There is so much to discover here - but we would like to tell you of our particular experience in the jungle. Find out more about the history of the park and its recent discoveries here.
We booked our Hang Tien Endeavour 2D1N Tour in the Tu Lan Cave System through Oxalis Vietnam. The photos and itinerary we were given by the company, although comprehensive, did not truly prepare us for what we were about to experience.
We flew in to Ho Chi Minh City and connected to Dong Hoi where we were greeted by a driver from our hotel, Sy’s Homestay, in Phong Nha Village. The drive from the airport takes roughly one hour to get to Phong Nha town.
Since the tourist business is still in its infancy, the town itself is one strip of hotels and restaurants next to a mountain with a Hollywood-esque sign of ‘Phong Nha Ke Bang’. The town resembles a flat rural village with one ‘high street’ of backpacker-style hostels. The most prominent hostel is in the middle: Easy Tiger. They have quite a fun pool and bar with lots of interesting visitors from all over the world.
Across from Easy Tiger is Paradise Pizza: Phong Nha’s ONLY pizza place. We gave it a go and it did not disappoint. The women running it make their own pizza dough from scratch and each pizza is made to order. It is a great option for post-caving-sustenance... But we will get to this later. What was interesting, however, is that the Phong Nha locals have never tried pizza outside of this pizza place and even find Paradise Pizza too expensive for them. It definitely only caters to the backpackers coming through the town to visit the caves.
We settled in at Sy’s Homestay away from the main road and its hostels. Seemingly slightly more upscale, this Homestay had a view of beautiful rice paddies and had its own swimming pool. Surprisingly affordable (really, try 200 HKD a night) and super friendly, Sy and his wife will cook your meals and attend to you personally. The facilities were clean and had air conditioning, fully sealed rooms, and a choice of a hot and cold shower.

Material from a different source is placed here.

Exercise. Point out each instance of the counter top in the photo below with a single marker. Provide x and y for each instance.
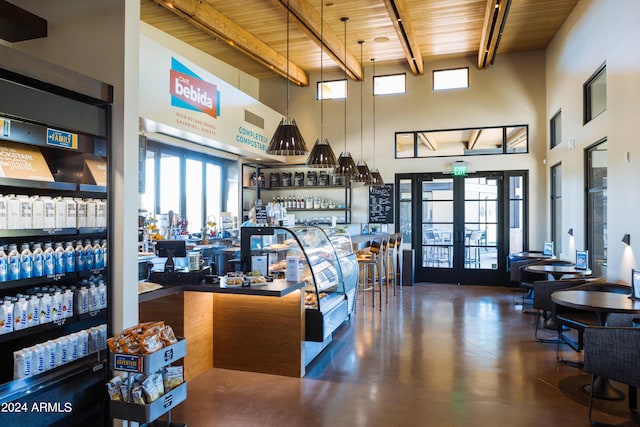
(277, 288)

The next morning, after Sy’s breakfast noodles and eggs, we were scooped up by the Oxalis team. Our personal guides came to pick us up and talked us through what our tour would entail, as well as the history of the National Park. Their English was phenomenal! As Phong Nha locals or Ethnic Minority Villagers of the region, they self-taught English through years of listening to tourists. One of our guides showed us the podcasts on forests and jungles that he listens to. The guides are therefore extremely eager to chat and have absolutely no issue in answering any of your questions. They are great company and seem so well educated on matters concerning the jungle and its caves. You feel safe in their hands from the word ‘go’.
After signing our forms at the office, receiving safety briefings and packing our bags, we hopped in to the car yet again for another 40 minute drive through the park to our trailhead. And the adventure begins…
… With water buffalo on our trail.
The trek to the campsite is roughly 3km but is a long trek of up and down a mountain over slippery rocks and fallen trees. Be sure to pick up a walking stick! We would also recommend that if you have gentle feet to bring your own trekking shoes with thick soles. The boots they provide you with are like converse therefore your feet start to hurt after hours of walking over sharp rocks. If you go in the raining season you WILL walk through streams and mud. You will not want to wear waterproof shoes since they tend to hold water in instead of drying out.
The campsite was just stunning. You are parked by a fresh water spring coming out from under the caves and watch a breathtaking sunset over the mountain. The spring, rich in calcium and limestone, is a perfect refresher after a hot hike. It is your only shower.
There is a fully-equipped kitchen at the campsite. All the meals cooked for you are made fresh and each meal different from the last. Meal is the wrong word, we mean FEAST.
You then spend the afternoon hiking to a shallow cave and back to the campsite for swimming, a feast, some rice wine and card games with your lovely guides. You will fall asleep before 8pm (if you are not mesmerised by the startling view of the milky way shining brightly above you in the pitch black jungle).
The next day you sit for a Vietnamese take on a French Crepe breakfast of pancakes, chocolate and bananas and then you are off to explore the caves! The highlight of the entire trip is the trek through Hang Tien 1 and Hang Tien 2.